Notice of Pre-AIA or AIA Status
The present application, filed on or after March 16, 2013, is being examined under the first inventor to file provisions of the AIA .
Claims 1-21 are cancelled. Claims 22-28 are pending and under examination.
Election/Restrictions
Applicant’s election without traverse of Group II claims 22-28 in the reply filed on 3/3/2026 is acknowledged.
Claims 13-21 Group I is withdrawn from further consideration pursuant to 37 CFR 1.142(b) as being drawn to a nonelected invention, there being no allowable generic or linking claim. Election was made without traverse in the reply filed on 3/3/2026.
Information Disclosure Statement
The information disclosure statements filed 12/24/2024, 6/5/2025 and 3/3/2026 have been considered and initialed copies are enclosed.
Claim Rejections - 35 USC § 102
In the event the determination of the status of the application as subject to AIA 35 U.S.C. 102 and 103 (or as subject to pre-AIA 35 U.S.C. 102 and 103) is incorrect, any correction of the statutory basis (i.e., changing from AIA to pre-AIA ) for the rejection will not be considered a new ground of rejection if the prior art relied upon, and the rationale supporting the rejection, would be the same under either status.
The following is a quotation of the appropriate paragraphs of 35 U.S.C. 102 that form the basis for the rejections under this section made in this Office action:
A person shall be entitled to a patent unless –
(a)(1) the claimed invention was patented, described in a printed publication, or in public use, on sale, or otherwise available to the public before the effective filing date of the claimed invention.
Claim(s) 22-26 is/are rejected under 35 U.S.C. 102(a)(1) as being anticipated by Seele et al. WO 2015/181356 12/3/2015 cited in IDS.
Seele et al disclose a method of manufacturing a vaccine for protecting pigs against a pathogenic infection with Streptococcus suis comprising combining a whole IgM protease antigen called IdeSsuis (see abstract) of serotype 7 or serotype 1 Streptococcus suis with a pharmaceutically acceptable carrier, wherein the antigen comprises in its amino acid sequence less than 4 repeats. See p. 2 3rd paragraph and p. 3.
Seele et al disclose that IdeSsuis has the amino acid sequence of SEQ ID NO: 7 which is the IdeSsuis of serotype 7 (see Seele et al at p. 4 paragraph 4) and also IdeSsuis serotype 1 which comprises less than four repeats – according to the specification IdeSsuis IgM protease from serotype 1 and serotype 7 has 2 repeats.
Seele et al also disclose vaccines comprising other whole IdeSsuis sequences from serotype 1 and 7 and a pharmaceutically acceptable carrier . See p. 8 to 9, p. 11, p. 12-15.
Claim Rejections - 35 USC § 103
In the event the determination of the status of the application as subject to AIA 35 U.S.C. 102 and 103 (or as subject to pre-AIA 35 U.S.C. 102 and 103) is incorrect, any correction of the statutory basis (i.e., changing from AIA to pre-AIA ) for the rejection will not be considered a new ground of rejection if the prior art relied upon, and the rationale supporting the rejection, would be the same under either status.

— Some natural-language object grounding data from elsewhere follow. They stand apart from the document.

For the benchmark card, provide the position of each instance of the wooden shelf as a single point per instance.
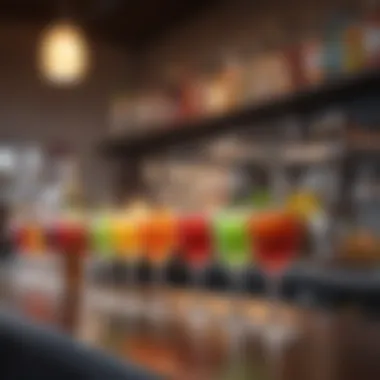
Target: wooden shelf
(152, 140)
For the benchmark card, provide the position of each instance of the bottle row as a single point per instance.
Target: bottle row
(346, 45)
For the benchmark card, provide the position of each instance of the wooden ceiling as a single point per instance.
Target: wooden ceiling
(132, 23)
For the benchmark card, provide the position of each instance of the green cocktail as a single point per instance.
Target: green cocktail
(232, 241)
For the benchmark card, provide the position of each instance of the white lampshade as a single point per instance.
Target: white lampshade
(63, 54)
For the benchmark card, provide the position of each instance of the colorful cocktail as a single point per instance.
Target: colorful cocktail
(196, 248)
(276, 237)
(232, 240)
(102, 238)
(232, 247)
(158, 236)
(195, 241)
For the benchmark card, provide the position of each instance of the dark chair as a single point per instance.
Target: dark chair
(29, 352)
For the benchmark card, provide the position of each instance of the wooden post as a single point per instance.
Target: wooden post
(73, 264)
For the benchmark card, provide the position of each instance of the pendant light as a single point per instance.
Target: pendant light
(63, 56)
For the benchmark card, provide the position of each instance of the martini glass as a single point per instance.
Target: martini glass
(277, 236)
(159, 242)
(195, 243)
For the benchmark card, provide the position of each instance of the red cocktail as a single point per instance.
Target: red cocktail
(195, 240)
(276, 236)
(195, 245)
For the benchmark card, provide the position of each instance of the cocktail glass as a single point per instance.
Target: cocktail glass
(127, 244)
(233, 249)
(277, 236)
(158, 234)
(196, 248)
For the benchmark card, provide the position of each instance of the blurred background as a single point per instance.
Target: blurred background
(194, 186)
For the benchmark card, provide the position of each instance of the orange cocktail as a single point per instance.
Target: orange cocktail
(126, 237)
(276, 236)
(30, 238)
(158, 236)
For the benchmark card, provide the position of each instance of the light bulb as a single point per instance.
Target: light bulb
(63, 54)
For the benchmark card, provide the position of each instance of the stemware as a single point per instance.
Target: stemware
(277, 235)
(196, 249)
(158, 234)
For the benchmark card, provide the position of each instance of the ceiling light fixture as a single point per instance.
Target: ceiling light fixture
(63, 56)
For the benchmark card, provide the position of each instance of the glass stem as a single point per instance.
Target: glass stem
(274, 316)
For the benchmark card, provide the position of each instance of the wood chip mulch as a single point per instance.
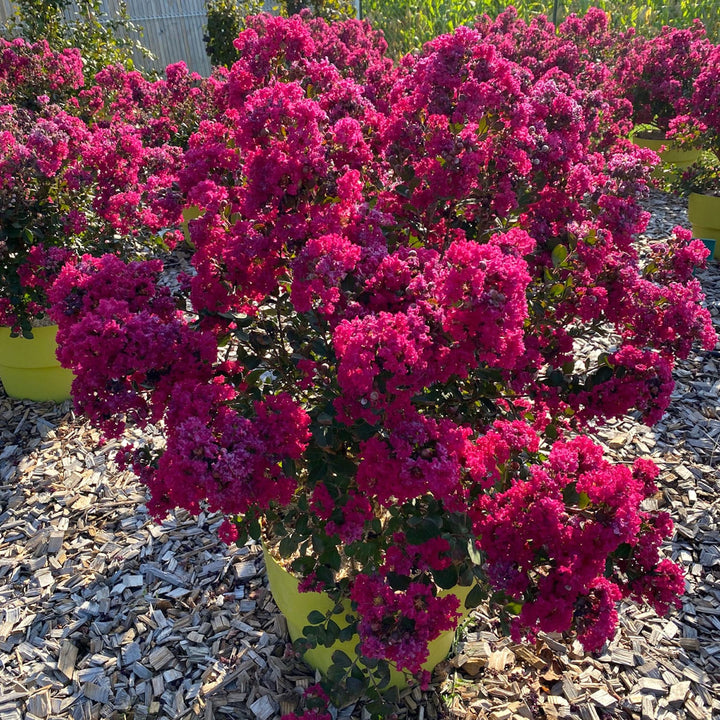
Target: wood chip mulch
(105, 613)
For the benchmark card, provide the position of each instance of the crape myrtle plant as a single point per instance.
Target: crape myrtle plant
(701, 126)
(377, 368)
(40, 144)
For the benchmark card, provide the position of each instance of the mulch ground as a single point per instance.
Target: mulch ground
(105, 613)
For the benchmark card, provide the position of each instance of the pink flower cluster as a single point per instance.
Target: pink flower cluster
(31, 71)
(377, 355)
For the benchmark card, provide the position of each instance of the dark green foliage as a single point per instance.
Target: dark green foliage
(226, 19)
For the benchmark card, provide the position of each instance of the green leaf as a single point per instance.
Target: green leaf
(347, 633)
(288, 545)
(316, 617)
(355, 686)
(559, 254)
(336, 673)
(422, 533)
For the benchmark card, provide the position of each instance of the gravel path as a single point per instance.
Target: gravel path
(107, 614)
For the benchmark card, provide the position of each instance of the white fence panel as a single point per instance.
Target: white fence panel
(172, 30)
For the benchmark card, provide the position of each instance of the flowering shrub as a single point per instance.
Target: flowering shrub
(377, 362)
(657, 74)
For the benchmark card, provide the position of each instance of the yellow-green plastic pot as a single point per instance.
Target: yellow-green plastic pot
(704, 216)
(671, 155)
(296, 607)
(29, 369)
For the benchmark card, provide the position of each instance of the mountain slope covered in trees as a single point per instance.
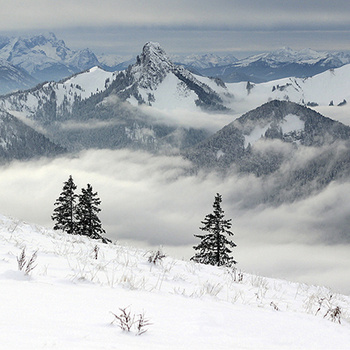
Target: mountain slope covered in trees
(300, 149)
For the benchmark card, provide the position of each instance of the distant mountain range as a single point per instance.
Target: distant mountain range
(45, 57)
(300, 149)
(278, 64)
(27, 61)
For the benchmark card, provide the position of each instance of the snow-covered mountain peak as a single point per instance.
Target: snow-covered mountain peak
(152, 66)
(154, 56)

The following is a quotation of 35 U.S.C. 103 which forms the basis for all obviousness rejections set forth in this Office action:
A patent for a claimed invention may not be obtained, notwithstanding that the claimed invention is not identically disclosed as set forth in section 102, if the differences between the claimed invention and the prior art are such that the claimed invention as a whole would have been obvious before the effective filing date of the claimed invention to a person having ordinary skill in the art to which the claimed invention pertains. Patentability shall not be negated by the manner in which the invention was made.
The factual inquiries for establishing a background for determining obviousness under 35 U.S.C. 103 are summarized as follows:
1. Determining the scope and contents of the prior art.
2. Ascertaining the differences between the prior art and the claims at issue.
3. Resolving the level of ordinary skill in the pertinent art.
4. Considering objective evidence present in the application indicating obviousness or nonobviousness.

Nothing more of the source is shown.